Charles Dorman was employed as mate upon a vessel described as a steam lighter named the “Herbert,” used by its owner in coastwise traffic for the transportation of sand and gravel between Scituate and Boston. At the time in question the “Herbert” was on a voyage over tidewater between these two places, and was in or just outside of Boston Harbor and within *584three miles of shore. Dorman was employed by the Boston Sand and Gravel Company, which was insured under the workmen’s compensation act, and which owned the vessel.

It is assumed in favor of the dependent for the purposes of this decision that Dorman lost his life from causes arising out of and in the course of his employment. These causes manifestly were operative under such circumstances as to bring any legal liability arising therefrom within admiralty cognizance. The locality of the incident is decisive upon that point. “Every species of tort, however occurring, and whether on board a vessel or not, if upon the high seas or navigable waters, is of admiralty cognizance.” The Plymouth, 3 Wall. 20, 36. Proctor v. Dillon, 235 Mass. 538, 541.
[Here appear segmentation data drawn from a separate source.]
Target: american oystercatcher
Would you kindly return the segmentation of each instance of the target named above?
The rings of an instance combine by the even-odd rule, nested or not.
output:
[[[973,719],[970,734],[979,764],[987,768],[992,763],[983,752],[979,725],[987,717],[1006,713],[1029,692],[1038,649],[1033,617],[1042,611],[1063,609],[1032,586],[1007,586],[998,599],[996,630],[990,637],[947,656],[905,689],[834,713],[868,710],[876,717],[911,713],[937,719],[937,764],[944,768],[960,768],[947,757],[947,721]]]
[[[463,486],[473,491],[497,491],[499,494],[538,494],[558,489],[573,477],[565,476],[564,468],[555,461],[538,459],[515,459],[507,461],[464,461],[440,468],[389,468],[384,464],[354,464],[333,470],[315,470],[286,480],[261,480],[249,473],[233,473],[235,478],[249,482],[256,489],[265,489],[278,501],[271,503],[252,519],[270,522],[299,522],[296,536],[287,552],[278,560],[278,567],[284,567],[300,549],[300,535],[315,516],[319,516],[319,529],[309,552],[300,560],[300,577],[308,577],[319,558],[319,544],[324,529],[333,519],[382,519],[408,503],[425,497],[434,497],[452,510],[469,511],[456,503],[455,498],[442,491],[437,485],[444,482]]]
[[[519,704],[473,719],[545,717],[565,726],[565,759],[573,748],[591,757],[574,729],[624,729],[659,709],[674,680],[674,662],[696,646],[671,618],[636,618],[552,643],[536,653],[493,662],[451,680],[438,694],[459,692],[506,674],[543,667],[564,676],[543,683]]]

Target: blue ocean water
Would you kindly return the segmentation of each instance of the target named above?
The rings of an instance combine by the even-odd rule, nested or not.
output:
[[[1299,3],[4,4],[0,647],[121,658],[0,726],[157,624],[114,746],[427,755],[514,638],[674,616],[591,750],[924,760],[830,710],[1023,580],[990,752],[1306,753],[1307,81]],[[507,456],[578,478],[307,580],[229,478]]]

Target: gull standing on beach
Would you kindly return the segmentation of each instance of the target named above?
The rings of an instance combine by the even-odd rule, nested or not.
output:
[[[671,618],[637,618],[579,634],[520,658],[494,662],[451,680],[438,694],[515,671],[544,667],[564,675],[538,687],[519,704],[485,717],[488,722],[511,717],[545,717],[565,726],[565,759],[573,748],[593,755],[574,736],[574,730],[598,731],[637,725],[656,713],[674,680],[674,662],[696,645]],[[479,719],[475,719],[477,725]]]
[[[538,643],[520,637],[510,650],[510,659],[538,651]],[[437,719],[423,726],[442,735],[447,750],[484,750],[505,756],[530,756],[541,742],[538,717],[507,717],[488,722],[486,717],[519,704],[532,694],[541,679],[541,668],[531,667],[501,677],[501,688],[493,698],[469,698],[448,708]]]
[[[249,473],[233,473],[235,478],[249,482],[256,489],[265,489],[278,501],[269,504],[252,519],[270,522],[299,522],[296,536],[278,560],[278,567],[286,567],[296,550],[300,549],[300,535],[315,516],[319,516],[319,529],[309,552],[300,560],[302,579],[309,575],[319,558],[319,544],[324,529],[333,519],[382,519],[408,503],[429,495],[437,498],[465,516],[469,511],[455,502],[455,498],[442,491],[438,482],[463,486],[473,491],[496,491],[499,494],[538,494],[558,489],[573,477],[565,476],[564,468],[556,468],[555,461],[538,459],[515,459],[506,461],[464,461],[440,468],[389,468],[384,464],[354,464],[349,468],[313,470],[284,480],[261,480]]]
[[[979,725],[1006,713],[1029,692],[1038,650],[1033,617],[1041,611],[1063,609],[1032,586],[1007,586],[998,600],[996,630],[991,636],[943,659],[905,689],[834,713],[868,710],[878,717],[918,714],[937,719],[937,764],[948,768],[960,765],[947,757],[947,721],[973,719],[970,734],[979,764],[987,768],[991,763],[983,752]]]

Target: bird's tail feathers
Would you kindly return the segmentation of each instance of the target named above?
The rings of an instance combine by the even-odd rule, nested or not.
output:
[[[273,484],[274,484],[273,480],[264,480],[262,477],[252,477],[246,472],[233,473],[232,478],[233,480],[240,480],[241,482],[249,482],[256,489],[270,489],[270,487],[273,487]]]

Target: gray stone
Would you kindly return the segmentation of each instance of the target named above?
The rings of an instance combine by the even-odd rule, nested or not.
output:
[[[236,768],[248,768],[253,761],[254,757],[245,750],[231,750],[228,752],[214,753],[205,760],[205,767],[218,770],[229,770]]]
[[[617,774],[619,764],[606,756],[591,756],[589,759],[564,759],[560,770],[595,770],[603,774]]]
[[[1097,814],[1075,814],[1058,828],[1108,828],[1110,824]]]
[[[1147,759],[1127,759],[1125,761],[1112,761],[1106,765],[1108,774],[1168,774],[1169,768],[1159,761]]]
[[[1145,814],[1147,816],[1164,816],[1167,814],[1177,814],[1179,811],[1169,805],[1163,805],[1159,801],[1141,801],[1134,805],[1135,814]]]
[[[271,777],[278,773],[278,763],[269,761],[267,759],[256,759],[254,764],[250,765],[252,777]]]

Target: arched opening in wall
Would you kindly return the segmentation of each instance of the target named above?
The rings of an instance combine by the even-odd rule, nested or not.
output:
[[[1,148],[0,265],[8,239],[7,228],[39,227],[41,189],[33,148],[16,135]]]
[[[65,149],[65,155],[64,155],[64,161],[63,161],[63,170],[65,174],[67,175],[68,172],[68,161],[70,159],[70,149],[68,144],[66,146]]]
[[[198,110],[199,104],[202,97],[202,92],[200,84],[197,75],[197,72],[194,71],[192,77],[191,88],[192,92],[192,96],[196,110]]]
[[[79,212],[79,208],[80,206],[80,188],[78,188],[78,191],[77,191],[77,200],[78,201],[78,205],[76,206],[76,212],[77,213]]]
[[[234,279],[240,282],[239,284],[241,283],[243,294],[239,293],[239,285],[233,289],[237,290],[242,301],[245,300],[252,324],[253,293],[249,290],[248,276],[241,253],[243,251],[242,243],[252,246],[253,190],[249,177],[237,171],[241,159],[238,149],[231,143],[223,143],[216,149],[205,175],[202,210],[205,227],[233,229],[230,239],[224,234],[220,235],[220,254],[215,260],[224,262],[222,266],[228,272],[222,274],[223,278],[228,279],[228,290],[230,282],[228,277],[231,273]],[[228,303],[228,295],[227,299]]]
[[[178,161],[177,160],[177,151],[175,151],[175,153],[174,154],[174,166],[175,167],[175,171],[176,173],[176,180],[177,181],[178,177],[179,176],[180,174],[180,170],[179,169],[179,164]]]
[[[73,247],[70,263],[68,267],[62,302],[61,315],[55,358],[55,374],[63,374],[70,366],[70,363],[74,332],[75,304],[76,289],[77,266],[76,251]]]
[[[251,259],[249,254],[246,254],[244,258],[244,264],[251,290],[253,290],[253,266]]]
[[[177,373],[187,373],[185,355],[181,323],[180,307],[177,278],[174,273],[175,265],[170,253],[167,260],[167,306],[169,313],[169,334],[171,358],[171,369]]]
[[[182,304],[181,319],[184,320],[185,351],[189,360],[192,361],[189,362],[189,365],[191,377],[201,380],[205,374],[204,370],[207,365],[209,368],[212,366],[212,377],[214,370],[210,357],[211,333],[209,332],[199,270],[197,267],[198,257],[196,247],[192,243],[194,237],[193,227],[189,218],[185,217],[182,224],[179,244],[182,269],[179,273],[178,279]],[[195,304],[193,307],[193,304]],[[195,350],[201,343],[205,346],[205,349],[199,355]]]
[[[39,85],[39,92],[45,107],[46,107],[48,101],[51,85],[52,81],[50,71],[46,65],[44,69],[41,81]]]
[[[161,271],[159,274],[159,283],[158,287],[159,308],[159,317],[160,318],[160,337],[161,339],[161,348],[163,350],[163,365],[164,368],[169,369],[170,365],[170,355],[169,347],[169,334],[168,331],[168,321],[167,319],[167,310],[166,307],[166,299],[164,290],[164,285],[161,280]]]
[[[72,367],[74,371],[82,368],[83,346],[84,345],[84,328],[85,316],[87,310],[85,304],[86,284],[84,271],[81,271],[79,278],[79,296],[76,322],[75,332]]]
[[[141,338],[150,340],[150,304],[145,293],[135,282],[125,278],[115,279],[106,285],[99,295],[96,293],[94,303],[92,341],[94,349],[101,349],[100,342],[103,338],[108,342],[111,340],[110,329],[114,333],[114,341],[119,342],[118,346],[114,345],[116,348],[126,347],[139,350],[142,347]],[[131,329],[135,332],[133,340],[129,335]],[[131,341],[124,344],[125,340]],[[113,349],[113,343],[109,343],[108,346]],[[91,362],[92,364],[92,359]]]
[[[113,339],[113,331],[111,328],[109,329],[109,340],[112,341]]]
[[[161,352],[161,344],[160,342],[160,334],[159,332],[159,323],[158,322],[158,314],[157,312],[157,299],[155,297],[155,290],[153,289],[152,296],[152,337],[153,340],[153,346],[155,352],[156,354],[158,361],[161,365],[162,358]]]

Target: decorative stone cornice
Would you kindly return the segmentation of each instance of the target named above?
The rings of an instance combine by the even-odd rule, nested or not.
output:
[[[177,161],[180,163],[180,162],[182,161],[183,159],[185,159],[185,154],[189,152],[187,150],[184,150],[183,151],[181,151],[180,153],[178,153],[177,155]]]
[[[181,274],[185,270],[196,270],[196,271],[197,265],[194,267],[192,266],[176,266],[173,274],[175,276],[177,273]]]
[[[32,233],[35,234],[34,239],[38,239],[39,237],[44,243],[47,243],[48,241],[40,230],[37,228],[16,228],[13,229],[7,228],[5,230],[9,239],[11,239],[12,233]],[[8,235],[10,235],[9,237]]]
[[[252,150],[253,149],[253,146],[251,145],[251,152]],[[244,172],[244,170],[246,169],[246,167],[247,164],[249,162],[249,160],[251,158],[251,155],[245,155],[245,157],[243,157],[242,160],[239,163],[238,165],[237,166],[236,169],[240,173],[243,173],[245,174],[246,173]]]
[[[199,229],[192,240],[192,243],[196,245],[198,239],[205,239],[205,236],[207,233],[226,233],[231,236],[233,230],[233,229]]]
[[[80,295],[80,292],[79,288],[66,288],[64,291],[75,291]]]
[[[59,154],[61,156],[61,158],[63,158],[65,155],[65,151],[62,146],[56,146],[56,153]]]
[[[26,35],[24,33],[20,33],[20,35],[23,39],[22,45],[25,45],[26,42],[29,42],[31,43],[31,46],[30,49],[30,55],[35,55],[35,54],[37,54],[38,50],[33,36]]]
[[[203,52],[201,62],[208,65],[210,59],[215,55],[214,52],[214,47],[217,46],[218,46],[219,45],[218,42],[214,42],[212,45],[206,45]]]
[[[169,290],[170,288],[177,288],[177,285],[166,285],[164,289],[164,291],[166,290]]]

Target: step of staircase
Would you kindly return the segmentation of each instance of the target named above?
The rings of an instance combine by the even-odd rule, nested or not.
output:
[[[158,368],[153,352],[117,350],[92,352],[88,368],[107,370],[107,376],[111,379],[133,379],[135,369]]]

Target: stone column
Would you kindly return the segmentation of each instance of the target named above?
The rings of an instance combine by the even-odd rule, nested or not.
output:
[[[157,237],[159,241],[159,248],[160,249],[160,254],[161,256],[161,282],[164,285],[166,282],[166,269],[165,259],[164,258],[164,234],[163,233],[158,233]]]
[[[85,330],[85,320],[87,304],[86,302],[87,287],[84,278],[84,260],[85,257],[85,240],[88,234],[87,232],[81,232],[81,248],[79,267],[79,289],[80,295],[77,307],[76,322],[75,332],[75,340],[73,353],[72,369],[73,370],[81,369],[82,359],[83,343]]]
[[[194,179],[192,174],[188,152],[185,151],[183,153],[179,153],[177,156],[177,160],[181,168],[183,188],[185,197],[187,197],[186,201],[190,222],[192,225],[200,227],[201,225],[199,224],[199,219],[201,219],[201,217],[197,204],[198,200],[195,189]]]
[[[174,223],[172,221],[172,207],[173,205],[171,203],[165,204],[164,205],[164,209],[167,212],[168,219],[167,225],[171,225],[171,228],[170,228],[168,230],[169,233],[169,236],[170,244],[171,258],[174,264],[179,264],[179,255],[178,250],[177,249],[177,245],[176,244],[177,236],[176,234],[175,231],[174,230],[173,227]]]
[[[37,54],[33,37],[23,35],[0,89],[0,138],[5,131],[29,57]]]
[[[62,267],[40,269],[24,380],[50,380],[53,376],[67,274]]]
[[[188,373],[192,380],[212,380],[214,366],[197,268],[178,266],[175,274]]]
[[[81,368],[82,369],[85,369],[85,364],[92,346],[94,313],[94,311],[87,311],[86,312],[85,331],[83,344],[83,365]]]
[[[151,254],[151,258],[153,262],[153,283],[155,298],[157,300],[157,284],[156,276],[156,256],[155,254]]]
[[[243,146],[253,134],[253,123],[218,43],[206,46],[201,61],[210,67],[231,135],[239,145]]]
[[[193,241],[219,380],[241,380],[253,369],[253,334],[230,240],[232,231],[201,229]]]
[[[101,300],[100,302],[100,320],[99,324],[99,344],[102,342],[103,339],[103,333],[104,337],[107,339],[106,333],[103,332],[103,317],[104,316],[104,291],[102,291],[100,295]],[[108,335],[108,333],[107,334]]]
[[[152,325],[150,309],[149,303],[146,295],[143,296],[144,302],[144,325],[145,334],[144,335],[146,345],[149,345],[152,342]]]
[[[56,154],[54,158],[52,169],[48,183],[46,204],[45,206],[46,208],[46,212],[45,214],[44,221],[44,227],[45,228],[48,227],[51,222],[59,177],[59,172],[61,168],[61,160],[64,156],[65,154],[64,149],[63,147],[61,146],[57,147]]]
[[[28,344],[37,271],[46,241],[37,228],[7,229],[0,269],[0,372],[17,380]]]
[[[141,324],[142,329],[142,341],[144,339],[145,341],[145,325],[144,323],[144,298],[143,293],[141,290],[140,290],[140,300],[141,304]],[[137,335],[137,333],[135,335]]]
The circumstance that the "Herbert” was engaged exclusively in commerce within the territorial limits of this Commonwealth and did not go outside the three mile limit does not divest the occurrence of its admiralty character, which depends wholly upon the question whether it is upon navigable waters. The Robert W. Parsons, 191 U. S. 17. See North Pacific Steamship Co. v. Hall Brothers Marine Railway & Shipbuilding Co. 249 U. S. 119; Atlantic Transport Co. v. Imbrovek, 234 U. S. 52.

The workmen’s compensation act is broad enough in its terms to include cases like the one at bar. But it is plain from the facts here disclosed that that act (apart from a federal statute to be mentioned in a moment) could not be operative in favor of the dependent under the Constitution of the United States. That was settled beyond question by Southern Pacific Co. v. Jensen, 244 U. S. 205, decided in May, 1917. We were constrained to follow that decision in Duart v. Simmons, 231 Mass. 313; S. C. 236 Mass. 225, and in Sterling’s Case, 233 Mass. 485. After the decision in the Jensen case Congress attempted to confer jurisdiction upon the several States to deal with cases like the present by workmen’s compensation laws by the enactment of 40 U. S. Sts. at Large, 395, § 2, approved October 6, 1917. Seemingly the exclusive nature of federal jurisdiction under admiralty law was released to the States by that act taken at its face value. Duart v. Simmons, 231 Mass. 313, 320. The constitutionality of that act was assailed, however, and by the decision in Knickerbocker Ice Co. v. Stewart, 253 U. S. 149, rendered since this case was heard and decided by *585the Industrial Accident Board, it was held to be invalid because beyond the powers of Congress under the Constitution. We are bound by that decision. It is decisive against the right of the dependent to compensation in the case at bar. See also Sudden & Christenson v. Industrial Accident Commission, 182 Cal.

There are no circumstances disclosed on this record which estop the insurer from availing itself of this point, or which show a waiver of its right to this defence. That is settled by Sterling’s Case, supra. The point goes to the jurisdiction of the court, which cannot be established by considerations arising from conduct of parties. The case is quite distinguishable from cases like Pitkin v. Springfield, 112 Mass. 509, and Hellen v. Medford, 188 Mass. 42. By force of the controlling authority of Knickerbocker Ice Co. v. Stewart, 253 U. S. 149, the entry must be

Decree reversed.

Decree to be entered in favor of the insurer.